The President waited for the applause to finish, then returned to his desk. “And I can promise, on behalf of the Government of the United States,” he said with silky insincerity, “that our Special Relationship with Great Britain has moved to the forefront of our foreign and domestic policies. He turned to the man with the red face. “I don’t think we can see any objections to that, can we, O’Halloran?” He turned back and smiled. “We can take it as read that this is the final End of History,” he took up again. “On both sides of the void that separates us, this is our moment of triumph—a triumph that will never end.” Hooper gulped loudly, and looked about to start jumping up and down. She was stopped by the sight of the flag that the President had produced. It showed a Union Jack and the Stars and Stripes, held apart and joined by a bolt of lightning. “Mighty fine, don’t you think?” Hagen asked with a flash of expensive dentistry. “Vice-President Candyburg designed this himself.” He turned again to his Congressmen and stared their protests into silence. Somewhere else in America, the men who were to carry out his instructions began another round of applause.

Jennifer had been let out of her chair. Ignored by people who were more interested in the goodies about to be handed across the void, she stood looking at Michael. Eyes pressed shut, he was still on his feet. Two weeks, it had been said he’d last in there. She looked at the crumbled remnants of the American “specimen.”

She felt someone touch her sleeve. “Little Bear,” Robert whispered, “let’s get out of here. Michael wouldn’t want you to watch to the end.” He leaned closer. “Give the boy his dignity. I don’t know how we’ll get out of here. But we can at least leave this room of devilish magic.”

Jennifer looked again at Michael. There was a brightening halo about his head and upper body, and she could see his hands stretched out and trembling from the strain of the energy that, little by little, was stealing his soul. She could have given way again to helpless tears. She could have thought of many things. Instead, she recalled how he hadn’t so much as twitched when he took that bayonet through his arm at Oxford Circus.
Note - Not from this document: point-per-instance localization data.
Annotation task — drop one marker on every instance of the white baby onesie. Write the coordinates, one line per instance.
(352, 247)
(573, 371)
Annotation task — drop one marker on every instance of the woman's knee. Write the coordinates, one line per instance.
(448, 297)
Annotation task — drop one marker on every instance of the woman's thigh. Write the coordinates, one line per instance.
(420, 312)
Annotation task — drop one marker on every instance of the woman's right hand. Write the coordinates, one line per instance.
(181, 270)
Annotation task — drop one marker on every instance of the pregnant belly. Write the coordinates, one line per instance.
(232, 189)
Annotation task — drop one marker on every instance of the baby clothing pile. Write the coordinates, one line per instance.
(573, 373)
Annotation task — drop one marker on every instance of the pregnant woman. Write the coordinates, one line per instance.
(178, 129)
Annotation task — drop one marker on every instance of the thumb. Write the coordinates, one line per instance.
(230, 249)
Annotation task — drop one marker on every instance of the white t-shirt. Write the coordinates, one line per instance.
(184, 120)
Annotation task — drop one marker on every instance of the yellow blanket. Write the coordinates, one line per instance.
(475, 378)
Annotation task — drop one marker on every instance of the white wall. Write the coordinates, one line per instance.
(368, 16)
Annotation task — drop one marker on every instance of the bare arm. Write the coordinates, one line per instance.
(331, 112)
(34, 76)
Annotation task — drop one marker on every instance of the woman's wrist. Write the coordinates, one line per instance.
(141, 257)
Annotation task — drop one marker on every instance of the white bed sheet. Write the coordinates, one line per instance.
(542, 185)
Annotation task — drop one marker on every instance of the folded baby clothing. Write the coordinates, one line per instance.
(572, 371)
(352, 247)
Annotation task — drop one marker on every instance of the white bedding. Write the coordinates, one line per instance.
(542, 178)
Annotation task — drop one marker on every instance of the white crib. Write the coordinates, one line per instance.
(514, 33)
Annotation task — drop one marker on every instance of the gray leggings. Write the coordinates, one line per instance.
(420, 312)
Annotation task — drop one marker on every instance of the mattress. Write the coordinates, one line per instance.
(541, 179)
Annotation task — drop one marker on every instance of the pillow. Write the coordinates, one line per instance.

Suddenly, her mind was clear. “You go,” she said. “I’m getting him out of that thing.”

Chapter Forty Six

Robert put his big hands on her shoulders. “My oath to that boy is absolute.” He looked carefully into her face. “This isn’t like France, Jennifer. It isn’t a game. If I don’t get you out of here now, they’ll kill you.”

“Then I’ll die where I belong,” she said. She looked about. Still, no one was paying attention. The guards were watching the President hold up the new compound flag for everyone to salute. She stepped quickly across the room. She pushed the glass door open. It was only as she turned to close it that she realised Robert had followed her. He gave one of his black smiles and closed the door. All was suddenly quiet. Even by comparison with what she’d just left, the room was cold. There was a faint but omnipresent hum of something powerful. Michael had turned again, and, eyes still shut, was facing in her direction. She looked through the glass wall. The President had begun a speech, and was waving a handgun to emphasise his points. Rockville was in conversation with someone across the bigger Gateway. She reached for the metal handle on the door of the tube.
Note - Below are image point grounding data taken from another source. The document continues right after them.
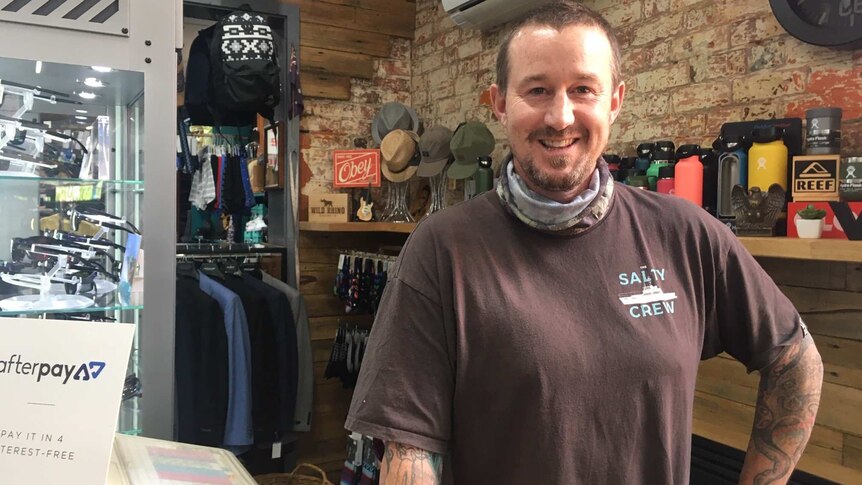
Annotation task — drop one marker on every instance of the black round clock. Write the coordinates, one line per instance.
(828, 23)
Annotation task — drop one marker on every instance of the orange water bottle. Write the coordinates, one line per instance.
(767, 158)
(688, 174)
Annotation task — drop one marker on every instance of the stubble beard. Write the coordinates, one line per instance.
(581, 170)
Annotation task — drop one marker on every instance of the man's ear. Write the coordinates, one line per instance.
(617, 101)
(498, 103)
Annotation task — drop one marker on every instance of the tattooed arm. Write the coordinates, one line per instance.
(406, 465)
(786, 406)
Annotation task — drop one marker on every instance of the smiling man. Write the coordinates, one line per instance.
(550, 331)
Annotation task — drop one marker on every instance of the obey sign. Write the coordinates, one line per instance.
(355, 168)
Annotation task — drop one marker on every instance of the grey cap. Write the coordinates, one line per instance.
(393, 116)
(434, 147)
(470, 141)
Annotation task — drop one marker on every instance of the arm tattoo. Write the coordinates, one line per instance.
(406, 465)
(787, 404)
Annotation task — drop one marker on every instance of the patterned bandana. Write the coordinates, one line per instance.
(528, 206)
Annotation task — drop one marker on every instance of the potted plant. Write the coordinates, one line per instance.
(809, 224)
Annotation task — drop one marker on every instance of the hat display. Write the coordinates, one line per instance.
(435, 150)
(398, 155)
(393, 116)
(470, 141)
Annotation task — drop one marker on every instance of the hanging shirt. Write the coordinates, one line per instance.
(238, 424)
(305, 379)
(246, 182)
(201, 367)
(203, 187)
(285, 350)
(264, 378)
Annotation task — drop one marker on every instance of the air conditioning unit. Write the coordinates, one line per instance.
(487, 14)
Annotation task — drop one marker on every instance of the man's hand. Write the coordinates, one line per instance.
(406, 465)
(786, 407)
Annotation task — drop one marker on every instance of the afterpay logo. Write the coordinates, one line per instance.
(86, 371)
Her impact on the floor knocked all the breath out of her lungs. For a moment, she lay shaking as if she’d just laid hands on a live mains cable. She got up dazed and made again for the tube. She’d been noticed. Hooper was rapping frantically on the wall. The impact of her rings on the glass made a dull and repeated click. Jennifer looked left to see both guards beating their hands on the door. Behind them, Sweeting was shouting with a passion she couldn’t hear. In the second that she gave to looking at it, the bigger Gateway dissolved into a patchwork of interference. Hagen had put his head through his Gateway, and was looking at her with cold fury. But Robert had shoved his dagger across the inner handle of the door. For the time being, it was locked shut. Jennifer looked again at Michael, unmoving in the tube, and nerved herself for another attempt. She noticed the faint shimmering of a field she hadn’t before seen about the tube.